It was a wonderful program, and I am still friends with a lot of people from there, but it was never easy. I was picked on for being the deaf girl, even though there were 3 other deaf people in my grade. I was laughed at for misunderstanding what people said, or for answering a completely different question than the one that was asked. It was very embarrassing, and it still is. People think that because I CAN hear, because I CAN talk as well as I do, that I am hearing. But I'm not, and that's ok.

It was never easy to miss things, to know there were things being said I wasn't hearing, and to be around people who didn't understand enough to repeat themselves for my sake. Once in a while my husband or a friend will say something that I don't understand, because of the social learning aspect of childhood that I missed.

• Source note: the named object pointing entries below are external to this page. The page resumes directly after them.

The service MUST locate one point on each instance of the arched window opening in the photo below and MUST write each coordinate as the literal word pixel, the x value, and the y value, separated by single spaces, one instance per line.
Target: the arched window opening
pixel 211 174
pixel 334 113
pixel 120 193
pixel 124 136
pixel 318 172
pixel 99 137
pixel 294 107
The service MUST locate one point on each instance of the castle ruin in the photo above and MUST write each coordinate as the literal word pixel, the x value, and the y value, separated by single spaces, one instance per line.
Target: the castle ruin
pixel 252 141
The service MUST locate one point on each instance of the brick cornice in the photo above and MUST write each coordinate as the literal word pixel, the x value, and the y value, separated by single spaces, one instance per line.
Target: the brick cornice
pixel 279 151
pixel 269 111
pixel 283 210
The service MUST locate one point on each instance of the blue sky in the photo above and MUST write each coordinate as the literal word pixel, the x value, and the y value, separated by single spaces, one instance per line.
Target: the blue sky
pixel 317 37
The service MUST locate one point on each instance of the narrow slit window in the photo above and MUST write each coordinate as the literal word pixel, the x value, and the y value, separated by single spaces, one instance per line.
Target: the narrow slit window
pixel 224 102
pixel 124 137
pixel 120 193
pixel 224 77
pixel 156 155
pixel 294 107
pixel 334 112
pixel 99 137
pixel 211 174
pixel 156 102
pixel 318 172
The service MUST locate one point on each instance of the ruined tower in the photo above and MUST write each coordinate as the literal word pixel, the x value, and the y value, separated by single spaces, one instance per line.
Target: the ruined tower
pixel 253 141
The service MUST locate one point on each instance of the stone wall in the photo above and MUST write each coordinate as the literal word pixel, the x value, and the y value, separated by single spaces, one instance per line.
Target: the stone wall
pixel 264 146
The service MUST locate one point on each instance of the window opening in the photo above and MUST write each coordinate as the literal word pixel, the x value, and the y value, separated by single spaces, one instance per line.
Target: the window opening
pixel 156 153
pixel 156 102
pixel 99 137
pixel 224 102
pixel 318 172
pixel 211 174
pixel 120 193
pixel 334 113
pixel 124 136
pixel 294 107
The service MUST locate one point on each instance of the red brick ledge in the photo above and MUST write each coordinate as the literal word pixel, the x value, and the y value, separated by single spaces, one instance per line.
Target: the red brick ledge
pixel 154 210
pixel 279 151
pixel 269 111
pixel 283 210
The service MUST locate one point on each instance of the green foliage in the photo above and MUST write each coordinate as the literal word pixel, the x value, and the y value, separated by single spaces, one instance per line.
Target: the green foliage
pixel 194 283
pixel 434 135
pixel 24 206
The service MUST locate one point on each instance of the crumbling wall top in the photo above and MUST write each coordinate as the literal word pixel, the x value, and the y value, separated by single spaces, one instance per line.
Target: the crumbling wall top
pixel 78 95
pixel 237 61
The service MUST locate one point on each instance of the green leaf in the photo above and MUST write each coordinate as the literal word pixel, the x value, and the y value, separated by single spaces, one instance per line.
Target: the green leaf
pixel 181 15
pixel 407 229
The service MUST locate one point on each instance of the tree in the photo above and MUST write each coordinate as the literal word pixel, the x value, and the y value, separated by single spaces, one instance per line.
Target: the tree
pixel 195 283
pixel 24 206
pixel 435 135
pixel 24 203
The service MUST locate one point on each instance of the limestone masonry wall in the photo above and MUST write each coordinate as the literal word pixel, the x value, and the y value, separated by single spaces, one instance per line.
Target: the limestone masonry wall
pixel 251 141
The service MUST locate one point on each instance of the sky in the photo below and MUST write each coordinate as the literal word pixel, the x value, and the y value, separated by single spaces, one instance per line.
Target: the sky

Its probably not always a bad thing that I missed some of those things, most of what I missed were the dirty jokes, or the phrases that I wouldn't have ever said anyways.

The things I went through at school, are nothing compared to what deaf people go through when they face the hearing world. If Jim and I happen to have a deaf/hard of hearing child, our child will be mainstreamed, but in a school district (hopefully) with other deaf children, so they have the opportunities I had in elementary school. I will forever be an advocate of mainstreaming deaf children, I don't think deaf schools provide them with the opportunities they need in life beyond school. We only attend school for 1/3-1/4 of our lives, it doesn't have to be the most pleasant experience. In fact most hearing people I know say they wouldn't go back to school if their lives depended on it.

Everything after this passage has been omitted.